Brent crude futures finished Wednesday at $118.03 a barrel, up about 6%, while WTI added nearly 7% and settled at $106.88, with both benchmarks tacking onto a multi-day rally.
The trigger was a single interview Trump gave to Axios, where he said the U.S. naval blockade of Iran isn't going anywhere until Tehran signs a nuclear deal.
"The blockade is somewhat more effective than the bombing," Trump said. "They are choking like a stuffed pig, and it is going to be worse for them. They can't have a nuclear weapon."
That's the U.S. president telling oil markets the chokehold isn't lifting any time soon, which sent traders rushing to reprice supply risk into the back half of the year.
Talks have stalled, and Iran says it won't reopen the Strait of Hormuz - the main exit lane for Middle East oil - until the U.S. lifts the blockade.
Wednesday's move stacks on top of several days of gains, with both grades climbing as the standoff drags on.
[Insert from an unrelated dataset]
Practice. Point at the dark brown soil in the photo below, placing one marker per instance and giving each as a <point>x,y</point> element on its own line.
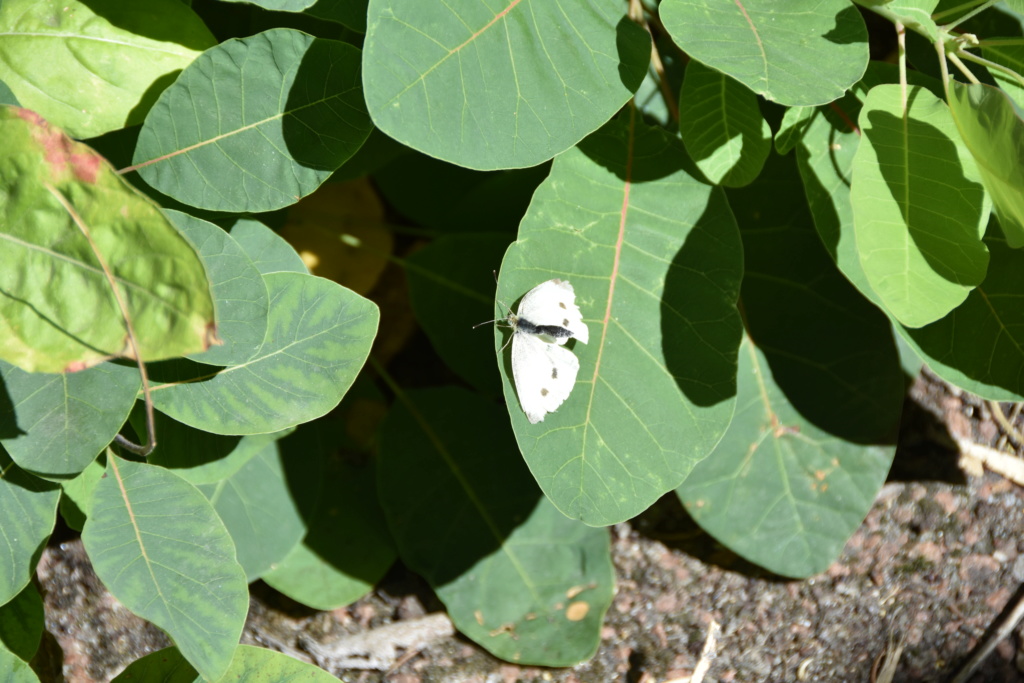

For drivers, that means pump prices keep rising. For airlines and shippers, it means another month of higher fuel bills - and for the Fed, it means inflation just got harder to bring down.
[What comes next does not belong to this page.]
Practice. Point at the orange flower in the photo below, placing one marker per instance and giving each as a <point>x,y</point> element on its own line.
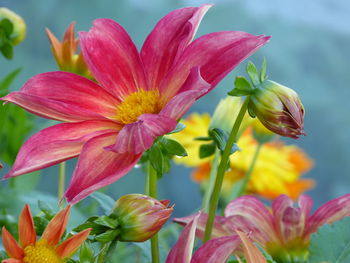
<point>65,52</point>
<point>47,249</point>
The FOMC's own statement Wednesday flagged "the recent increase in global energy prices" as a reason inflation stays high, which is part of why four officials dissented from the post-meeting language about future rate cuts.
The catch: every dollar Brent climbs filters back through the U.S. economy as a hidden tax on consumers and a headache for any company that spends serious money on fuel.
There's a second story underneath the headline. The United Arab Emirates is leaving OPEC on May 1, ending a partnership that's lasted decades.
The UAE's energy chief said Abu Dhabi is still committed to oil price stability, but losing one of the cartel's biggest producers is a structural blow to the group's pricing power.
"It erodes OPEC's influence in the oil market, while it should also be beneficial for importers and consumers," ING analysts said in a research note.
The catch is that with the Strait of Hormuz crisis still live, none of that matters for oil prices this week.
The blockade has now stretched long enough to start moving big-picture inflation expectations, which is exactly the dynamic the Fed flagged in its statement Wednesday.
Energy stocks tend to move with the underlying commodity, and Wednesday's run-up came against a backdrop of weak broader equity markets and a high-stakes earnings week from the "Magnificent Seven."
For investors, the question isn't whether oil stays high - it's how long the market is willing to price in a fully blockaded Strait of Hormuz.
The next move is on Iran. If Tehran agrees to talks, oil could give back this week's gains in days.
If not, a sustained run above $120 Brent starts to look real - and that's the level that typically forces airlines, refiners, and the Fed to all rework their playbooks at once.